In der Gruppe C sind die Verhältnisse klar geregelt. Russland und Norwegen werden durch die Vorrunde der Handball-EM spazieren, die heute beginnt. Als drittes Team, so die Experten, werden sich die Spanierinnen für die Hauptrunde des Championats in Dänemark qualifizieren. «Wir», sagt Christine Lindemann und meint die Deutschen, «werden in unserer Gruppe eindeutig als schlechteste Mannschaft eingestuft.»
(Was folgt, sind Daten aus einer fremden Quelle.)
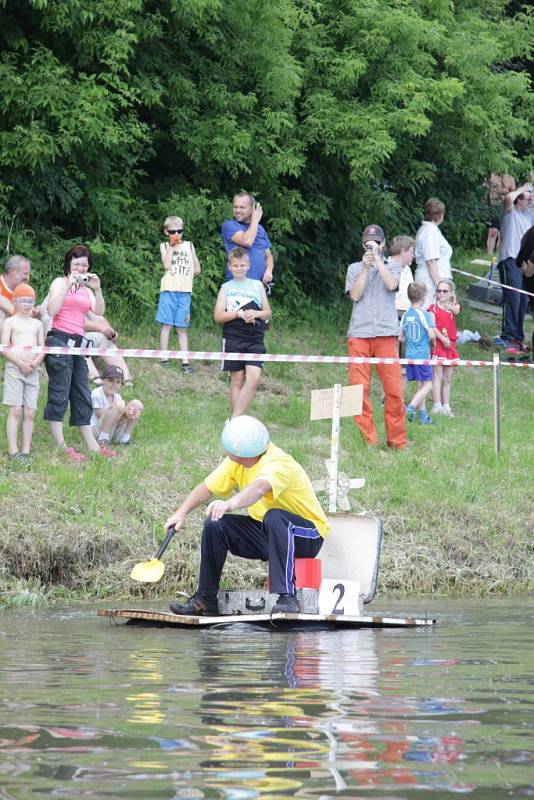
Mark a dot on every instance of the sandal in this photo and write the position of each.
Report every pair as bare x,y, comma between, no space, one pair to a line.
73,454
107,452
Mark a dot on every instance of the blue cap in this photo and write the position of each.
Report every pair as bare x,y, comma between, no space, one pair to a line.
245,437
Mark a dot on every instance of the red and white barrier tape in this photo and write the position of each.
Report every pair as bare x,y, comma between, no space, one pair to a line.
278,357
493,283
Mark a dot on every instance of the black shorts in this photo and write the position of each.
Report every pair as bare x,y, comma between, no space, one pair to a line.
243,345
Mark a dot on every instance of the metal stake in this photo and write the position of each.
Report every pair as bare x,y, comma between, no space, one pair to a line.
334,449
496,402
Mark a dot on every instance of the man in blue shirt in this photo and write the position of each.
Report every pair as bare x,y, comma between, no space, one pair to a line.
244,230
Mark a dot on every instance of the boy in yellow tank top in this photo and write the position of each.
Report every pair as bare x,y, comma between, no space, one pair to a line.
181,264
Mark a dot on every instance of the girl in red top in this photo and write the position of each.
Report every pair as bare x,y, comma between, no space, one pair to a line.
444,310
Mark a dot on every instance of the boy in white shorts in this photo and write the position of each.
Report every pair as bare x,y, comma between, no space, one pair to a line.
21,377
113,420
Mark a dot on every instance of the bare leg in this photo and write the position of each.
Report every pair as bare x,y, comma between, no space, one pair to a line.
237,381
164,337
56,429
27,429
92,371
88,437
446,388
12,429
423,390
248,390
110,418
437,380
491,241
128,420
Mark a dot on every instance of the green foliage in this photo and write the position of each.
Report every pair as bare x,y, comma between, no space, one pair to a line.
116,112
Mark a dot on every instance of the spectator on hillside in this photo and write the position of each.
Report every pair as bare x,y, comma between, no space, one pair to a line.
372,333
517,218
113,420
243,310
71,297
245,231
180,264
16,271
98,333
497,187
432,250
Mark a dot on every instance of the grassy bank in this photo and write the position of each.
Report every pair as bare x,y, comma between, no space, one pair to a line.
457,518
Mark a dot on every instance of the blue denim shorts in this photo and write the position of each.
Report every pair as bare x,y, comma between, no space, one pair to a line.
418,372
174,308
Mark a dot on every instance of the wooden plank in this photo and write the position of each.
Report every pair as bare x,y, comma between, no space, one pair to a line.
322,402
177,620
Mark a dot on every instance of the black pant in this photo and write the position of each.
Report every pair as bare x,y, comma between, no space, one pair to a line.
279,539
514,303
67,382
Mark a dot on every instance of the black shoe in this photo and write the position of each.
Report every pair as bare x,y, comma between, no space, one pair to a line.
286,604
199,605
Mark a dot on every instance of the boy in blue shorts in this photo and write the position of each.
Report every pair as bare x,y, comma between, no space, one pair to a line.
417,331
181,264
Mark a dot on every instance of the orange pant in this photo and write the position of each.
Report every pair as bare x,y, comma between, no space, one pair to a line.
391,377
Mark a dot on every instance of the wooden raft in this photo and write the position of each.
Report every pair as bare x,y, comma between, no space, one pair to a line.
166,618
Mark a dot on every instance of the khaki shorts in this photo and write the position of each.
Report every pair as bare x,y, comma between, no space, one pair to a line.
20,390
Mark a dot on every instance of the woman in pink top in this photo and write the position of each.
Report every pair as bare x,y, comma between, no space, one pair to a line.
70,298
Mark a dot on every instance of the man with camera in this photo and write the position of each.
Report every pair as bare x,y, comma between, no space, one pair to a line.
244,230
373,333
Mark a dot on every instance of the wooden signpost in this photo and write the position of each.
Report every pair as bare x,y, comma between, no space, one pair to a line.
341,401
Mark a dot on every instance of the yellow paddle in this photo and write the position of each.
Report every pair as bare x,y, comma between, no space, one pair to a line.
152,571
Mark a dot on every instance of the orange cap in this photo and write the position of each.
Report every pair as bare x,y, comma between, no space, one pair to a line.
23,290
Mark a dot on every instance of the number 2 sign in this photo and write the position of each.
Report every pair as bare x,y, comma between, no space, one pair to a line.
339,597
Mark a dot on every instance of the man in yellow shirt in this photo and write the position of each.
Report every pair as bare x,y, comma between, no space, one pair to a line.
285,520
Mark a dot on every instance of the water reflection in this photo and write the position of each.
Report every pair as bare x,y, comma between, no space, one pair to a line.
93,711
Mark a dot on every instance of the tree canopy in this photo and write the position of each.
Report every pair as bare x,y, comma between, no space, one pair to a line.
335,114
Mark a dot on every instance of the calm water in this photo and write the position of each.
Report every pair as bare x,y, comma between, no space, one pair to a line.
93,710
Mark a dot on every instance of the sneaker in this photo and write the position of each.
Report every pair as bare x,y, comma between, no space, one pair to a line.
107,452
286,604
73,454
410,413
485,341
199,605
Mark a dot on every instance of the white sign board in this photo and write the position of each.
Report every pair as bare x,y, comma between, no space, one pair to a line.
339,597
322,402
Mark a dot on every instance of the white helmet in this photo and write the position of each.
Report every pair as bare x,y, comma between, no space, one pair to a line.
245,437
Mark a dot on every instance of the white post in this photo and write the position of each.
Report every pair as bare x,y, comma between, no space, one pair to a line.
334,449
496,402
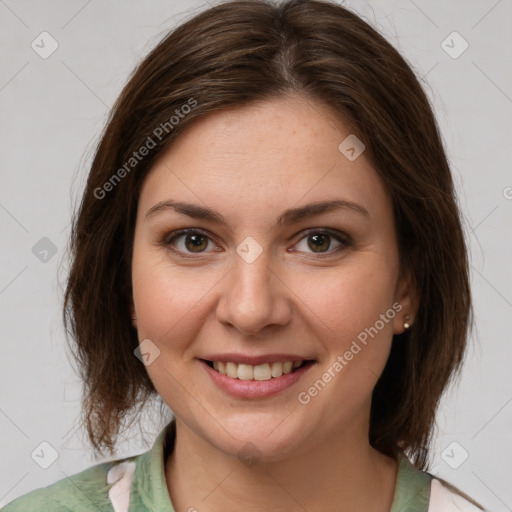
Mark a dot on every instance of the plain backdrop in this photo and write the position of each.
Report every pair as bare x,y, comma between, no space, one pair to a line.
52,112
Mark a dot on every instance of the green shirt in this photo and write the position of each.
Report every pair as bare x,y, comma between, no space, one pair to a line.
141,481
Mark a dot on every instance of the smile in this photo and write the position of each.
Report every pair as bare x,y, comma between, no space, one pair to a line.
243,380
261,372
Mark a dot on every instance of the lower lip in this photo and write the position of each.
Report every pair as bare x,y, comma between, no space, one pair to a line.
255,388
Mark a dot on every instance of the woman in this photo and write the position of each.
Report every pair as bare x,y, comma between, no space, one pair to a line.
269,241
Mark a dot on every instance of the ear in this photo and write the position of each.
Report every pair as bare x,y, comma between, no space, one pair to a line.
406,294
132,314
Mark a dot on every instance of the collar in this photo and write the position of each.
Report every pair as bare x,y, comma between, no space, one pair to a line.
149,492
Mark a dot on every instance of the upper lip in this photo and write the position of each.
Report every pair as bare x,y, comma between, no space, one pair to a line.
255,360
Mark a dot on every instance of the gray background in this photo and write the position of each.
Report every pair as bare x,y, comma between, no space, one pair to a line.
53,110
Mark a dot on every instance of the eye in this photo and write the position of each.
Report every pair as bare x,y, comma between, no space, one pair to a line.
319,241
190,241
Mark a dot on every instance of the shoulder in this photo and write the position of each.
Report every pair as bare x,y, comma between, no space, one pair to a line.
446,498
88,490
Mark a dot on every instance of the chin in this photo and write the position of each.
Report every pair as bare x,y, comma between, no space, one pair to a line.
257,438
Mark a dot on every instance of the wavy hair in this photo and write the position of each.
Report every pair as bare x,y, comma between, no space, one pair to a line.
244,51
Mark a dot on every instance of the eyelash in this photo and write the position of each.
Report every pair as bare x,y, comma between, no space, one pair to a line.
344,239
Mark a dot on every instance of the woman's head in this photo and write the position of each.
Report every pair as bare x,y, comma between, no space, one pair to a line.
251,109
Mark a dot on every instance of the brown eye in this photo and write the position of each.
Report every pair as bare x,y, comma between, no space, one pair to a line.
189,242
320,242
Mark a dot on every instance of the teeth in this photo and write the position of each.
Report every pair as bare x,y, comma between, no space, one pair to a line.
265,371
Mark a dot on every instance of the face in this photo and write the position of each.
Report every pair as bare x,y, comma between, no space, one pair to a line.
235,272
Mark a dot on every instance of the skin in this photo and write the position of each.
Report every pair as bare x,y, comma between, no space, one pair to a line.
250,164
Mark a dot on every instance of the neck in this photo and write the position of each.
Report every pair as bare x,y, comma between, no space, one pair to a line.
344,469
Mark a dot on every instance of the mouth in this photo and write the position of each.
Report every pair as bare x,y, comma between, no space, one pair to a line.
260,372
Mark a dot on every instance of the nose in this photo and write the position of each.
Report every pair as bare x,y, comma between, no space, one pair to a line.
254,297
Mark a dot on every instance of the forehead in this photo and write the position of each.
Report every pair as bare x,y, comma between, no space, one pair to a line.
266,155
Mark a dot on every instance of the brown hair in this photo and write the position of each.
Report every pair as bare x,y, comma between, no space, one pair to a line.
230,55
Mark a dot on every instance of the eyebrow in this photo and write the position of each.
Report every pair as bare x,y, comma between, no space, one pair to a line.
289,216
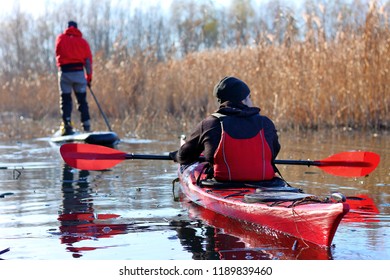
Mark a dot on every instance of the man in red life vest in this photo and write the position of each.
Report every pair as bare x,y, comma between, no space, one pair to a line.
73,56
238,142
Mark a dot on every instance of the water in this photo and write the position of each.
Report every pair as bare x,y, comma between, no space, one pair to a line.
49,211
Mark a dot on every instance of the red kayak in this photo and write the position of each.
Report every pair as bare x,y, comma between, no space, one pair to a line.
274,206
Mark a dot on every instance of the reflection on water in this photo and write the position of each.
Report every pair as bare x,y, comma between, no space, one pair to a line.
130,212
78,221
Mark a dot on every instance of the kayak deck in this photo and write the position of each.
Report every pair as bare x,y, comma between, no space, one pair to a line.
303,216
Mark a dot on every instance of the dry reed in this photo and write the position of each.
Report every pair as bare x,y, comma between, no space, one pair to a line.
311,84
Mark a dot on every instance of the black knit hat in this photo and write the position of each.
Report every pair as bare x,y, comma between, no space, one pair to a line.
231,89
72,23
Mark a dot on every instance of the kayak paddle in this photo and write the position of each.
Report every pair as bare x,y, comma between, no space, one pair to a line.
96,157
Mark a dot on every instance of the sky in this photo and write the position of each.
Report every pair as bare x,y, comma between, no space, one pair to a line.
35,6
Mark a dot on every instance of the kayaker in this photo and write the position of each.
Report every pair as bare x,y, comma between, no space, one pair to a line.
238,142
73,56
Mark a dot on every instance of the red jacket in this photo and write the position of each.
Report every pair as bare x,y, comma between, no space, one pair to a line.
243,154
72,48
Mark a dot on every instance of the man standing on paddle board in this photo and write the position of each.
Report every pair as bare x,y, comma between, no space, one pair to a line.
74,62
238,142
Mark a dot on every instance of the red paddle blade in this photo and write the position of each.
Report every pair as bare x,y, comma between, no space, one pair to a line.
90,157
350,164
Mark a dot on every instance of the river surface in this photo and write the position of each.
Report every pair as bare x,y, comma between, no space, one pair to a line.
49,211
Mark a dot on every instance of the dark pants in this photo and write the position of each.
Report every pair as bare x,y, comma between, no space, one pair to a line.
68,82
66,106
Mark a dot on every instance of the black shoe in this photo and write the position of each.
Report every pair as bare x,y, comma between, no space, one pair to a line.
87,126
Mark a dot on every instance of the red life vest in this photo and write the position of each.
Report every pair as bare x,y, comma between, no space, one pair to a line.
244,158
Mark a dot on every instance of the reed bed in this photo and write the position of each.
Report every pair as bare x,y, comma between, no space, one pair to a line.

Es gab Zeiten, da hätte sich die Nationaltorhüterin (141 Länderspiele) maßlos aufgeregt über solch abfällige Einschätzungen. Doch Lindemann erwähnt die trübe Expertenmeinung so beiläufig, als plaudere sie über den Wetterbericht.
Im Leben der 32-Jährigen haben sich die Prioritäten verschoben. Fünf deutsche Meisterschaften, ein Europacupgewinn, die WM-Bronzemedaille 1997 - das waren die Erfolgserlebnisse, die sie früher vor Freude überschnappen ließen. Heute ist sie bereits glücklich, «wenn die Sonne scheint und ich spazieren gehen kann, ohne völlig kaputt zu sein. Im Handball freue ich mich einfach nur über jedes Spiel, das ich noch machen kann». Jedes Spiel also ein Gewinn.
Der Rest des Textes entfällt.